According to a new research letter published in Stroke, cannabis usage is being associated with cerebral ischemia or subarachnoid hemorrhage. The single-center study researched the pattern in more than 1,000 patients and is one of the pioneering studies in the matter.

Lead author Michael Lawton, MD, president and CEO of Barrow Neurological Institute and the chair of the department of neurosurgery, "This study identified a significant relationship between cannabis use and the development of strokes after aneurysm rupture.

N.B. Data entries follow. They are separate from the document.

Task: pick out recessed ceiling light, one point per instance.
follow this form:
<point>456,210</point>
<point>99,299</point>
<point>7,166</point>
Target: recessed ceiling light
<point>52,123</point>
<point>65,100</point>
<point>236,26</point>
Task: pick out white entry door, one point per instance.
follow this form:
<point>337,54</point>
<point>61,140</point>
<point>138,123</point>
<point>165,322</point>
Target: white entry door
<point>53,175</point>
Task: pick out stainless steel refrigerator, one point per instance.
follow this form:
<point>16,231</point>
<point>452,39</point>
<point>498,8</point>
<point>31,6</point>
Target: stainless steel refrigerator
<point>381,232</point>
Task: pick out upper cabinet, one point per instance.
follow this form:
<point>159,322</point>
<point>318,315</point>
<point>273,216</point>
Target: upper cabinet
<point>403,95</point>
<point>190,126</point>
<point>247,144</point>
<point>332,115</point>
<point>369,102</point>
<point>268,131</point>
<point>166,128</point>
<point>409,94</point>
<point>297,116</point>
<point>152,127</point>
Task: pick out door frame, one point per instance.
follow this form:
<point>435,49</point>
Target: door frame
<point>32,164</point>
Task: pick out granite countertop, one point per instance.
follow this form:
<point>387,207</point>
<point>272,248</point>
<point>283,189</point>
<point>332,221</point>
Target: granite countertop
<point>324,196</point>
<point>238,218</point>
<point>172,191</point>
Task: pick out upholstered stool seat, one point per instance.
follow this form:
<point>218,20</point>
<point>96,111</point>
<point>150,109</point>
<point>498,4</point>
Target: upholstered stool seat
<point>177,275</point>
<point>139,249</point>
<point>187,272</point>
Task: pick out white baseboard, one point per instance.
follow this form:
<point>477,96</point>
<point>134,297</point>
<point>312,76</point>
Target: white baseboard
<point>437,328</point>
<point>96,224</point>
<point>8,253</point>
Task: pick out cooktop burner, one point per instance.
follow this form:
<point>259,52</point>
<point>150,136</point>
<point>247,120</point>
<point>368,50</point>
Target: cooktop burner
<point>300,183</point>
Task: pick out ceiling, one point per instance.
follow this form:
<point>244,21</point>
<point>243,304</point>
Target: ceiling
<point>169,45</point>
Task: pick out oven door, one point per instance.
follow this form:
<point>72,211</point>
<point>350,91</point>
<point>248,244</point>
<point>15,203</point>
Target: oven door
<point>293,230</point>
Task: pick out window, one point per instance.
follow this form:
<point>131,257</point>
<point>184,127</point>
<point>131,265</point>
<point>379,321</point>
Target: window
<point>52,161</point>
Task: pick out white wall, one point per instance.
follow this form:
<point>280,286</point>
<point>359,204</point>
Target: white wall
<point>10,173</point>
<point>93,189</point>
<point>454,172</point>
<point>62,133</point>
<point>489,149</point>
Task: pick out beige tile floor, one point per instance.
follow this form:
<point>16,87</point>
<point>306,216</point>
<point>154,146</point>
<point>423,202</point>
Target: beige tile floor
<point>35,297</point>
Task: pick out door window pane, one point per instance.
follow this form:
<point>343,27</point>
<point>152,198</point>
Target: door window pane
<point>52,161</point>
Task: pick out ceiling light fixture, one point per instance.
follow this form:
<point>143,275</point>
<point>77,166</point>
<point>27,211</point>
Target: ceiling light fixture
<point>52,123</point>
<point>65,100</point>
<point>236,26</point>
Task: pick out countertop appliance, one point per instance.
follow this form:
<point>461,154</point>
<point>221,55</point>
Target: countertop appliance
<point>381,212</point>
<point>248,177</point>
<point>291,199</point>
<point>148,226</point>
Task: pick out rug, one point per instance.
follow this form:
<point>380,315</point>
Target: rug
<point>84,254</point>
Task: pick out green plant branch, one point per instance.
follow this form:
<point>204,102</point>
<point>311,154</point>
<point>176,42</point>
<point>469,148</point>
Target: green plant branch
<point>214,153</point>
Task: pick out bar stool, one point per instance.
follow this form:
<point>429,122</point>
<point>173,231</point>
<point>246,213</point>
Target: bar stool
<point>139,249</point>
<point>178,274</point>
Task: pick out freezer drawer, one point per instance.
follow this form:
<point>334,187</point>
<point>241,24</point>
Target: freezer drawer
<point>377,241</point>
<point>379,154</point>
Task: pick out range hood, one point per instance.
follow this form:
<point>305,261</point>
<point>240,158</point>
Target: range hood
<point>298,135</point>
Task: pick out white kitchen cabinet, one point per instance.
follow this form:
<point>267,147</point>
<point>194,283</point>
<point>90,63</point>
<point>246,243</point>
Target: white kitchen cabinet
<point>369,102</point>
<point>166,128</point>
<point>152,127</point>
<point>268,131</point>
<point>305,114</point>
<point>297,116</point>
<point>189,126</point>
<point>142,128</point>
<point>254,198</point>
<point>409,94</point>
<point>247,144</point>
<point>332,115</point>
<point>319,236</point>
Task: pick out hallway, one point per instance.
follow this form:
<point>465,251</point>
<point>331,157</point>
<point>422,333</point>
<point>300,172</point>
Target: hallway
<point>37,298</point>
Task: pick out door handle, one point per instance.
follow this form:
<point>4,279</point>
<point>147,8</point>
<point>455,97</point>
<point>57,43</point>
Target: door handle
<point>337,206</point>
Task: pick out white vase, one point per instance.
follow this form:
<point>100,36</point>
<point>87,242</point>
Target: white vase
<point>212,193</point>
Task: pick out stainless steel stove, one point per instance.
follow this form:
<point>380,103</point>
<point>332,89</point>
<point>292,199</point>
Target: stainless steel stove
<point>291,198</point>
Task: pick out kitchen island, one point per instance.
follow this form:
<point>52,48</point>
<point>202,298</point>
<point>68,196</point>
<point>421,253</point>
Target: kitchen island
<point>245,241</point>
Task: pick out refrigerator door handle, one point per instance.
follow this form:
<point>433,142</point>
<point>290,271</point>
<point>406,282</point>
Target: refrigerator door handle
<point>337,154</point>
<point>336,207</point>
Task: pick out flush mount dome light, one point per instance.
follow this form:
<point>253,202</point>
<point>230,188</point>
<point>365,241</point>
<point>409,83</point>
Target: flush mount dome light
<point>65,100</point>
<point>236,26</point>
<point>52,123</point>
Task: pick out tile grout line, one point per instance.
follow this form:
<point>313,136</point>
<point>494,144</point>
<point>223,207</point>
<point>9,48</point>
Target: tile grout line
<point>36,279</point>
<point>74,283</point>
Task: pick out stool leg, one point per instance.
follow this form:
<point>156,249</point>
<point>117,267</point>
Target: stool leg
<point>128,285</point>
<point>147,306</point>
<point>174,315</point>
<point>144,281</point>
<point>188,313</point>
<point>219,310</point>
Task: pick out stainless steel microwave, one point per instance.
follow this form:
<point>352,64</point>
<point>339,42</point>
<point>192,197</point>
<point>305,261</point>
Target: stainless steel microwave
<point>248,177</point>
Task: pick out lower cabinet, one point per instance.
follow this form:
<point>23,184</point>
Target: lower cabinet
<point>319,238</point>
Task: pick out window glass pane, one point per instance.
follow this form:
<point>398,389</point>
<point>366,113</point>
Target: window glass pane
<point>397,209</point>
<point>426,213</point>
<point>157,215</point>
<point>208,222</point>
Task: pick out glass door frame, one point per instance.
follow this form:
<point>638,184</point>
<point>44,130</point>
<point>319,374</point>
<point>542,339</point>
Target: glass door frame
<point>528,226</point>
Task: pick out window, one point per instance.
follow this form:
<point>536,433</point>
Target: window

It is one of the first and the largest study to report this finding."

Back in 2016, another similar research conducted by Reza Behrouz, MD, and colleagues, published in the same journal, found a correlation between Delayed Cerebral Ischemia after a subarachnoid aneurysm in the patients who use cannabis.

The authors of the study have taken into account 1,014 patients who went through endovascular or microsurgical treatment at Barrow Neurological Institute for aneurysmal subarachnoid hemorrhage (aSAH) and their reports for a span of 12 years between August 1, 2007, to July 31, 2019. Among the patients, 419 received endovascular intervention while the rest received microsurgery. The patients were 69% female with the average age being 55.6 years.

In the modified Rankin Scale, the risk of DCI was much higher in the cannabis users compared to the nonusers (52.2 percent versus 35.4 percent). Which, in simpler terms, translates to that the regular users of cannabis are 2.7 times more at risk of suffering from DCI.

Dr. Lawton told Neurology Today, "The exact mechanism by which THC increases vulnerability to stroke may involve the mitochondrial respiratory functions, reactive oxygen species, and free radical metabolism. THC may increase the amounts of these potentially harmful agents. In addition, THC may have a direct action on the arteries that stimulates vasospasm. These mechanisms warrant further research."

He also said that the research also needs to take into account the lower threshold of DCI for cannabis users. Dr. Lawton concluded, "We have identified a previously unrecognized danger associated with cannabis use that users should consider when deciding whether to continue."